Digital advertising revenue growth of 4% was weighted to the first half, with the second half impacted by the overall ad market. Print advertising was particularly soft, with two of print‘s leading categories, travel and luxury goods, being hard hit by the lockdown. Adjusting for the impacts of the Weatherzone sale and the re-inclusion of some mast-head related events, Metro Media costs were down by 8%, or $28m. Cost reductions were focussed outside of the core editorial content where investment increased across the year. EBITDA declined by 10% to $75m, pre AASB16, or a reported $88m.
Other key components of Digital & Publishing together contributed revenue of $99m, and EBITDA of $4m ($2m pre AASB16) impacted by soft conditions in the broader advertising market.
After a stronger start to calendar 2020, the challenges relating to COVID-19 heavily impacted on the property market and Domain through the fourth quarter. New listing volumes across the year were down 11% nationally. Domain increased yield by 6% through the launch of its new pricing model and higher depth penetration. Together with favourable geographic mix, like-for-like residential depth revenues declined by 1%. The market weakness also impacted on Domain’s Media & Developer and Print operations, with Printing paused during the height of the COVID impact. On a like-for-like basis, total costs declined by 5%.
EBITDA (pre AASB16) was down by 17% to $78m. This included a $5m benefit relating to JobKeeper and an offsetting $5m support package provided to agent customers. During the year, Domain continued to grow its audiences, and focus on providing innovative solutions for both agents and consumers. Notwithstanding the difficult operating environment, depth and yield improvements have continued, which will result in strong leverage when the cycle returns to normal.

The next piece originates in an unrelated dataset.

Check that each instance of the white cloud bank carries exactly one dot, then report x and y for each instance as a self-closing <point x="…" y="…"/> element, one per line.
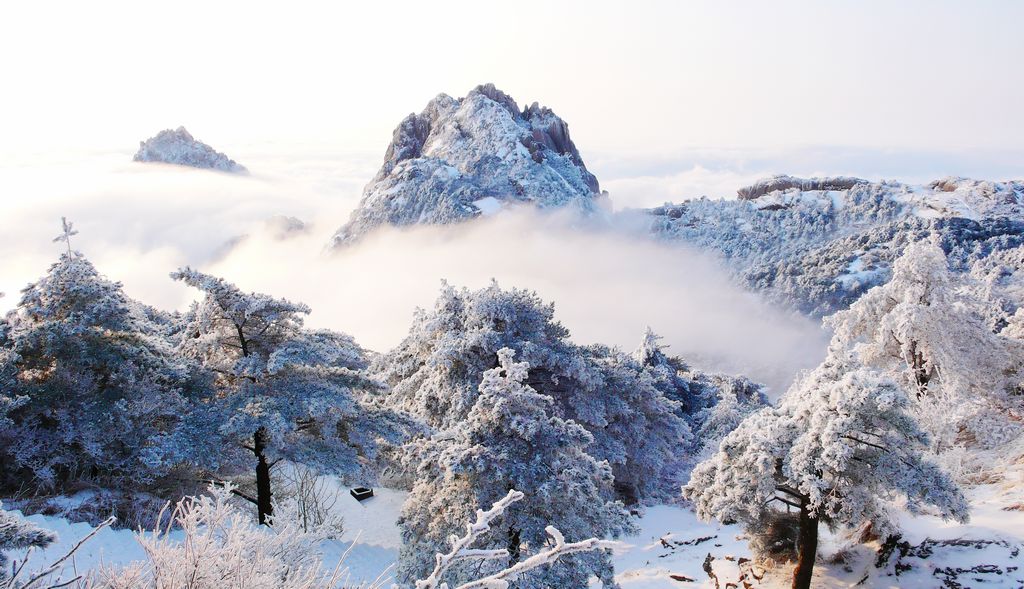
<point x="139" y="221"/>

Stan experienced an acceleration of subscriber growth through the June half, to around 2.2m currently. The combination of this ongoing subscriber build and the $2 price rise implemented in March 2019 underpinned the 54% increase in Stan’s revenue across the year. Further investment in content and marketing contributed to the 19% increase in costs. On a like-basis, EBITDA improved by more than $50m, to a full year total of $31m.